Cancer cells often avoid senescence, or cell death, by maintaining their telomeres despite repeated cell divisions. This is possible because cancer cells activate an enzyme called telomerase, which adds genetic units to the telomeres to prevent them from shortening to the point of causing senescence. A good example is a study of telomere length in blood cancer disease — multiple myeloma. Researchers detected that all patients had shorter telomeres — 8 Kb in length. However, the study also determined 3.81 Kb to be telomeres critical length. When telomeres reach this limit, they can’t perform their main role — protecting chromosomes. In other words, the cells die.

Telomere and longevity

Extending telomeres requires active telomerase supplements and a healthy lifestyle could help achieve this. TA-65MD® nutritional supplements have proven to activate telomerase and lengthen telomeres. However, users should take them as part of an overall health and wellness regimen. TA-65MD® supplements have also shown to be safe and effective after more than a decade of worldwide studies. In another independent study, Centella asiatica extract has shown to be the most potent activator of telomerase. Supplements containing Centella asiatica extract, a natural compound with a strong effect on telomerase activity, need more research for validation.
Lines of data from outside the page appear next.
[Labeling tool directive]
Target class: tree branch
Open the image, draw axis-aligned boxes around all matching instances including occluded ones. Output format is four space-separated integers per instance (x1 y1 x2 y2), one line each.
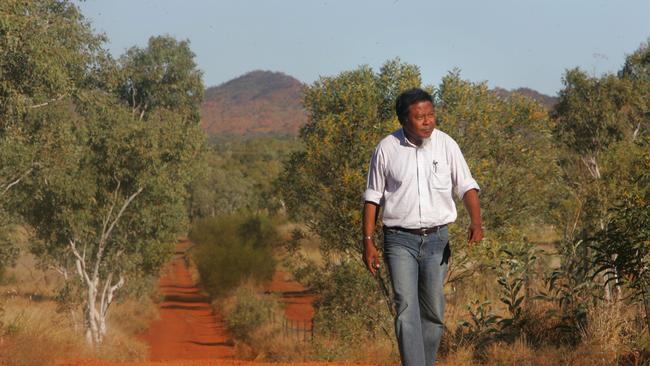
0 167 34 197
69 239 92 284
93 187 144 281
29 94 68 109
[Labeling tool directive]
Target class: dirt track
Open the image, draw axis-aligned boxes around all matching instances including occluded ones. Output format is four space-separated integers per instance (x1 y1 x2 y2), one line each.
64 241 374 366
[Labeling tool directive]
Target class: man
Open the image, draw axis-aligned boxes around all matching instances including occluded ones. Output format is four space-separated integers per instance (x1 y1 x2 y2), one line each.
363 88 483 366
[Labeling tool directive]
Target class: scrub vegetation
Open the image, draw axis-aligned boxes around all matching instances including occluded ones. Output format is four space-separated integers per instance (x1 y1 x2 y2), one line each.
0 0 650 365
Lifestyle habits that influence telomere length:

Alcohol. Abusing alcohol shortened telomeres. Still one large study indicates that moderate alcohol consumption does not have influence for telomere shortening.

Exercise. Exercise buffers the effect of chronic stress on telomere length. It is proven that a minimum of 30 minutes of exercise per day for at least 5 days per week could have an important role for telomeres. High-intensity sports like marathons and long-distance running are associated with longer telomeres. Study shows there is a significant influence on telomeres when doing sports for 10 years or longer.

Insomnia. Lack of sleep is associated with shorter telomere length. 6-8 hours of sleep per night might help to keep telomeres longer.

Smoking. Telomeres are shorter in smokers. If you want to improve your longevity, do not smoke or quit.

Stress. Stress has shown to accelerate telomere shortening. Meditation is an option not only to reduce stress, but to improve the length of telomeres as well.

Diet. Eating a Mediterranean diet, higher serum vitamin D concentrations, and omega-3 fatty acid levels are associated with longer telomeres. Intermittent fasting could also extend our telomeres.

Telomerase activating supplements. 1-4 capsules of TA-65MD might help to keep telomeres longer.

In combination with these lifestyle habits and new innovations in science, it is possible to not only slow down shortening but also increase the length of telomeres. Scientists from Stanford University School of Medicine used modified RNA molecules to impact telomerase genes in human cell lines. Over a few days of this experiment telomeres length increased by up to 10%.